L'excès des petites lèvres est enlevé
sous anesthésie loco-régionale (péridurale, rachi-anesthésie) selon une technique particulière
qui permet de conserver de la souplesse, associée à une bonne
cicatrisation.
Le risque opératoire
principal est la désunion des sutures, plus ou moins complète, du fait
d'une mauvaise cicatrisation et/ou d'un hématome ou d'une infection. Une
nouvelle intervention est possible, après cicatrisation complète de la
désunion. Il peut persister aussi des troubles de la sensibilité de
façon transitoire ou définitif.
Une hospitalisation de 24
heures est à prévoir.

LA PLASTIE VAGINALE
La demande esthétique ou
plutôt fonctionnelle d’un vagin « trop large » peut être une réelle gêne
de la patiente et/ou de son partenaire. C’est souvent femme ayant eu
plusieurs enfants qui exprime une telle doléance. Anatomiquement, il
existe une faiblesse des muscles du périnée avec une ouverture
importante de la vulve. Le traitement de la béance vaginale peut varier
selon l’âge et l’importance des anomalies anatomiques.
La réfection du périnée comprend
le resserrement des muscles soutenant le vagin (les muscles releveurs) et
l’exérèse de l’excédent cutanéo-muqueux vulvo-vaginal. On peut traiter dans
le même temps une descente d’organe et/ou d’éventuelles fuites urinaires.
L’intervention est réalisée
généralement sous anesthésie loco-régionale (péridurale ou
rachi-anesthésie). L’hospitalisation est de 24 heures, la reprise du sport
et d'une activité sexuelle à partir de 6 semaines. Elle est pris en charge
par l’Assurance Maladie si les lésions sont importantes.

TRAITEMENT DE LA
BARTHOLINITE
Les
glandes de Bartholin sont situées de part et d'autres du bas de la vulve
qu'elles lubrifient.
Parfois
l'une se bouche et grossit en taille : c'est le kyste de la glande de
Bartholin qui, si il atteint la taille d'une petite noix douloureuse ou
gênante, peut justifier l'ablation totale de la glande concernée.
L'intervention dure 30 minutes à 1 heure. Le risque principal est
l'hémorragie immédiate ou dans les suites précoces. Le risque de
récidive est nul du coté opéré.
Il ne
faut pas confondre avec une bartholinite qui est une infection de la
glande qui contient du pus.
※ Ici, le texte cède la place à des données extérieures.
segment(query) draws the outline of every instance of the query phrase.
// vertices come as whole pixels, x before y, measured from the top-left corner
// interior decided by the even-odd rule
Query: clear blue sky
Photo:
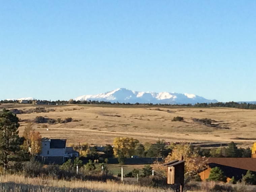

On ne peut alors qu'ouvrir l'abcès et non le
retirer. L'intervention dure 5 minutes. On laisse souvent une mèche ou
une compresse en place. Le risque est essentiellement la récidive.
Dans les
deux cas, l'anesthésie générale ou loco-régionale ainsi que des
antalgiques puissants permettent des suites plus confortables. Une
hospitalisation de 24 à 48 heures est indispensable.